Candidates encourage students to vote
Megan O'Neil | Thursday, October 28, 2004
With only six days remaining until the election, the Indiana Congressional candidates from the 2nd district, Chris Chocola and Joe Donnelly, are remaining steadfast in their campaign tactics and hopeful their campus visits made a difference among the Notre Dame and Saint Mary’s community.
Representatives for both men, who have made visits to Notre Dame and Saint Mary’s, said there would be no major changes in strategy during the final weekend of the race.
“We’re just sticking to what has been working well so far,” said Donnelly’s press secretary, Jonathan Diffley.
For the Democratic challenger that means an effort largely waged on foot. Donnelly and his campaign team have spent weeks knocking on doors in critical neighborhoods urging people to register to vote.
The chore in the final few days is to get those people to show up at the polls.
“We are just working on getting out our vote,” Donnelly said.
And for some, it is working.
Saint Mary’s junior and 2nd congressional district resident Shelby Baughman said the campus visits reminded her of the importance of voting.
“Both politicians have made considerable efforts to come to our campuses, encouraging us to vote in the upcoming election,” Baughman said. “I think that their appearances will increase the newest voter’s turnout come next Tuesday.”

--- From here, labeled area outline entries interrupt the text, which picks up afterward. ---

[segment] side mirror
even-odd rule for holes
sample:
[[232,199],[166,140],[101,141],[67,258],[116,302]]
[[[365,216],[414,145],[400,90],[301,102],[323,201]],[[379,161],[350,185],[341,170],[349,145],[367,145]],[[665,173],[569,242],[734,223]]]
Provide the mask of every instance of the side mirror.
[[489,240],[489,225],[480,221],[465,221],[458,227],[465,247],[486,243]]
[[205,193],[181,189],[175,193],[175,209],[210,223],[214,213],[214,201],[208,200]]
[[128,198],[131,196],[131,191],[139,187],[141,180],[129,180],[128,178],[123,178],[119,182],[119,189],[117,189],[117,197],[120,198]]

Democrats will extend every resource on Nov. 2 to get people to vote, making phone calls, providing transportation and monitoring polling places, including one at the JACC.
In contrast, Chocola’s campaign has been characterized by steady television advertising and reminding constituents where the incumbent stands on the most critical issues, such as the economy and national security. According to his press secretary Brooks Kachvar, Chocola fulfilled 2002 election promises to cut taxes and voters responded positively.
“We are making sure that the voters know his voting record,” said Kachvar.
In a poll conducted by The South Bend Tribune and WSBT-TV that was released Wednesday, Chocola had 55 percent of the vote. Donnelly was 15 points behind with 40 percent. There is a five percent margin for error.
Donnelly, however, contested the results.
“We have our own polls, and they show a statistical dead heat,” he said.
According to Diffley, the Tribune poll does not bear much weight.
“We are not too concerned about the polls,” Diffley said. “What we are concerned with is the numbers on Nov. 2.”
Diffley urged people to vote conscientiously.
“Don’t base your vote on the polls, base them on the issues,” Diffley said. “I think a lot of people vote for someone only because they think they are going to win.”
Saint Mary’s junior Jocelyn Demeter said regardless of what political party people belong to, it is always important to take the time to be educated on the candidates running and cast an informed vote.
In addition, Demeter said the candidate campus visits helped her realize her vote would in fact count.
“I am happy that the two candidates have taken the time to come and speak with the students,” Demeter said. “With more and more young people voting each year, it shows that they have faith in our generation and value what is important to us.”
Ads for both candidates are now running on all the major networks.
One of the ads features former 2nd Indiana District Representative Tim Roemer endorsing Donnelly. Roemer, a close friend and fellow Notre Dame graduate, served as congressman for 12 years before retiring and being succeeded by Chocola.
“One of the great things about the 2nd district is that there is a close connection with Roemer and where he stood,” said Notre Dame Democrats outreach coordinator Helen Adeonsun, who has volunteered for Donnelly since May.
While both candidates have agreed their political differences are stark, the most important platform issue has been clear – jobs.
As a congressman Chocola sponsored a tax cut bill aimed to assist small business in hiring new workers. According to him the bill will result in 17,990 new jobs in Indiana.
Donnelly has pledged that as a representative he will vote against the outsourcing of jobs and for increased job skills training.
The candidates’ plan for Tuesday is simple.
Greet supporters, knock on doors and of course, voting themselves.
Notre Dame senior Bob Masters said knowing how important this election is will be reason enough to cast his ballot.
“I’ve heard Joe Donnelly speak twice at both Notre Dame and Saint Mary’s,” Masters said. ” Both times he stressed that, for young people, this election is the most important election of our lives, particularly because of issues such as the war in Iraq and the increasing National Debt which directly effect our generation. I definitely appreciate that a politician would both try to see things from a young person’s perspective as well as take the time to meet younger votes and gauge our concerns.”
Angela Saoud contributed to this report.